Background: Epithelial-to-mesenchymal transition (EMT) may be involved in the pathogenesis of diabetic nephropathy (DN) among adults with type 2 diabetes. The current study aimed to evaluate the role of E-cadherin as a surrogate marker of EMT among children and adolescent with type 1 diabetes (T1D) and DN and its possible relation to carotid intima media thickness (CIMT).

Research design and methods: Sixty participants with T1D were divided equally into two groups based on urinary albumin creatinine ratio (UACR) and compared with 30 healthy controls. Hemoglobin A1c (HbA1c), kidney function tests, serum E-cadherin and CIMT were assessed.
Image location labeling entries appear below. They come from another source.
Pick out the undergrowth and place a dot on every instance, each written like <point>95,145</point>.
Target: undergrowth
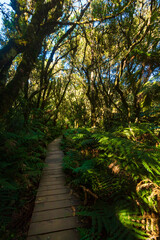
<point>22,155</point>
<point>119,173</point>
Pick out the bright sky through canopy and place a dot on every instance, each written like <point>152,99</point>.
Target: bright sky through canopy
<point>1,2</point>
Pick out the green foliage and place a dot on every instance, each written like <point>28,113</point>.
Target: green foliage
<point>122,169</point>
<point>22,154</point>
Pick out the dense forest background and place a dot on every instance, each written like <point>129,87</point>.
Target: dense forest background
<point>93,67</point>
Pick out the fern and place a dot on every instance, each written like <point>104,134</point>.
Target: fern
<point>118,221</point>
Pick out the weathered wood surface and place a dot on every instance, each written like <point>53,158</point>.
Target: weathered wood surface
<point>53,216</point>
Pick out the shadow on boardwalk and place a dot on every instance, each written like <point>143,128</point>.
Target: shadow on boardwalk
<point>52,217</point>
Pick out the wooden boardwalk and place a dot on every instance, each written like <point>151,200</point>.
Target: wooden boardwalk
<point>53,216</point>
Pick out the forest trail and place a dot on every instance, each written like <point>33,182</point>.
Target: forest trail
<point>53,216</point>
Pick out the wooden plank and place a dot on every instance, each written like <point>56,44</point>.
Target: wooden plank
<point>52,181</point>
<point>52,214</point>
<point>50,187</point>
<point>62,235</point>
<point>57,197</point>
<point>43,206</point>
<point>53,226</point>
<point>52,192</point>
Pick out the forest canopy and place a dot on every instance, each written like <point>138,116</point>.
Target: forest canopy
<point>92,65</point>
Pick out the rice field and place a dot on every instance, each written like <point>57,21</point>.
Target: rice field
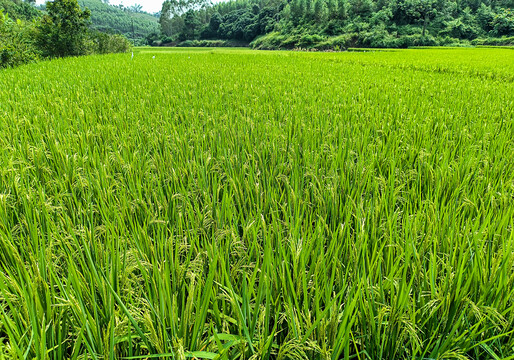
<point>235,204</point>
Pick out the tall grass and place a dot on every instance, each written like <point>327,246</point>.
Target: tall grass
<point>254,205</point>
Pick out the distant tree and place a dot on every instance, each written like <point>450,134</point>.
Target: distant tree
<point>422,10</point>
<point>191,24</point>
<point>63,29</point>
<point>137,8</point>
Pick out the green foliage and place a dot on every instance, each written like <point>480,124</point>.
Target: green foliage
<point>235,204</point>
<point>376,23</point>
<point>63,29</point>
<point>16,44</point>
<point>130,22</point>
<point>19,10</point>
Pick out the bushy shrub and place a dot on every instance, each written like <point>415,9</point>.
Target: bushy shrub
<point>16,44</point>
<point>503,41</point>
<point>211,43</point>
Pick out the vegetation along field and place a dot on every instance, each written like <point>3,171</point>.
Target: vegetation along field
<point>235,204</point>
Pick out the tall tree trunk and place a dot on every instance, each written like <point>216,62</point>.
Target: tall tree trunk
<point>425,24</point>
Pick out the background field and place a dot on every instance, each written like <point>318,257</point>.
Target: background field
<point>236,204</point>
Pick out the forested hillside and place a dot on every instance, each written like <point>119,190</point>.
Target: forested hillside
<point>18,9</point>
<point>63,29</point>
<point>107,18</point>
<point>336,24</point>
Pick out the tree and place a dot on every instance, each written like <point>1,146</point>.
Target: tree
<point>191,24</point>
<point>422,10</point>
<point>165,19</point>
<point>63,29</point>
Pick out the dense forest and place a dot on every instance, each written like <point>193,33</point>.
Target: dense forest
<point>132,22</point>
<point>63,29</point>
<point>337,24</point>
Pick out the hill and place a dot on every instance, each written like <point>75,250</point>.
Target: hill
<point>337,24</point>
<point>19,9</point>
<point>111,19</point>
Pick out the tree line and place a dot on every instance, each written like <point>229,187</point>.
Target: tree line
<point>27,35</point>
<point>334,24</point>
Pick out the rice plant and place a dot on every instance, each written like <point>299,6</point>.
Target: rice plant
<point>234,204</point>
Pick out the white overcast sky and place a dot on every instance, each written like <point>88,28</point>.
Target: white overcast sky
<point>148,5</point>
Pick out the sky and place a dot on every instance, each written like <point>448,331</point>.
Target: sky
<point>150,6</point>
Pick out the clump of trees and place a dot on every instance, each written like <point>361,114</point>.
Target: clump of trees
<point>62,31</point>
<point>336,24</point>
<point>129,21</point>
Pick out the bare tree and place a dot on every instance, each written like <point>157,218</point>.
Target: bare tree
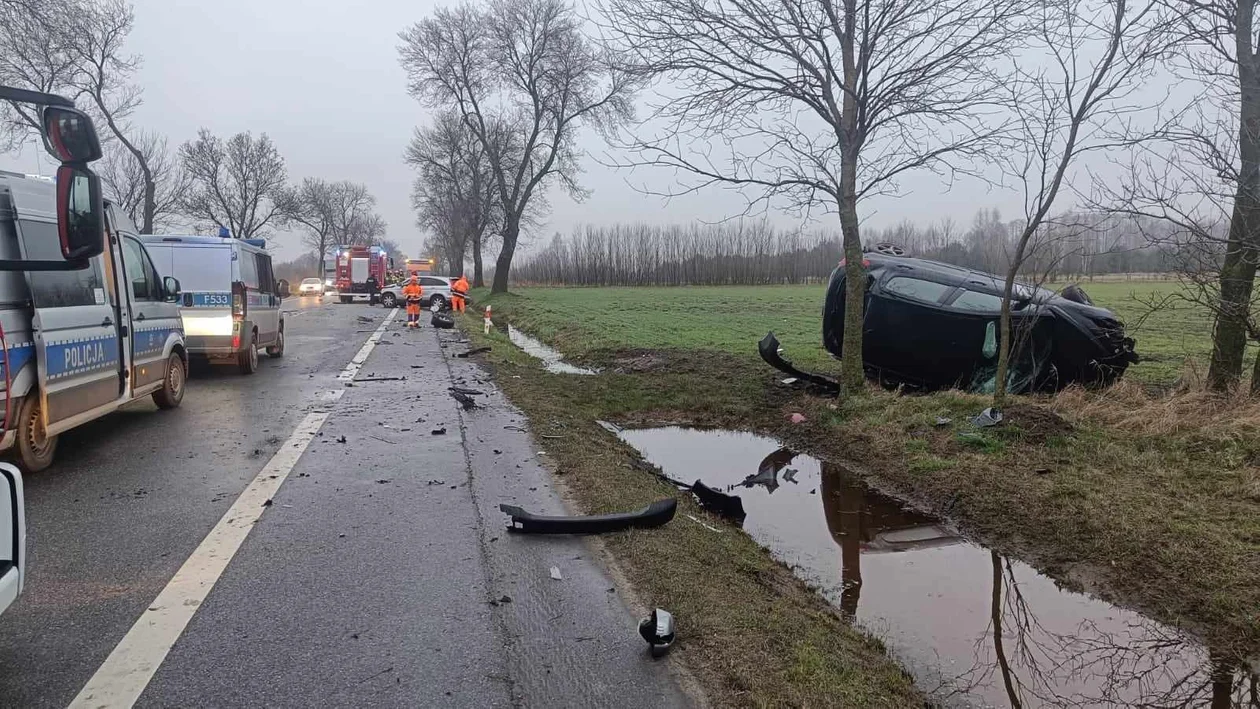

Results: E-cadherin levels were significantly lower in patients with microalbuminuria (56.5 ± 15.8 ng/mL) compared with patients with normoalbuminuria (179.8 ± 45.1 ng/mL) and healthy controls (222.5 ± 39.9 ng/mL) (p < 0.001). E-cadherin correlated negatively with HbA1c (r = -0.42, p = 0.001), UACR (r = -0.89, p < 0.001) and CIMT (r = -0.716, p < 0.001). ROC curve analysis showed that the E-cadherin cutoff value 135 ng/mL could detect nephropathy with 96.67% sensitivity and 86.67% specificity. Logistic regression showed that E-cadherin was a significant independent factor for nephropathy.

Conclusions: E-cadherin is a potential biomarker reflecting EMT activity in both pathogenesis and progression of DN and subclinical atherosclerosis in pediatric patients with T1D.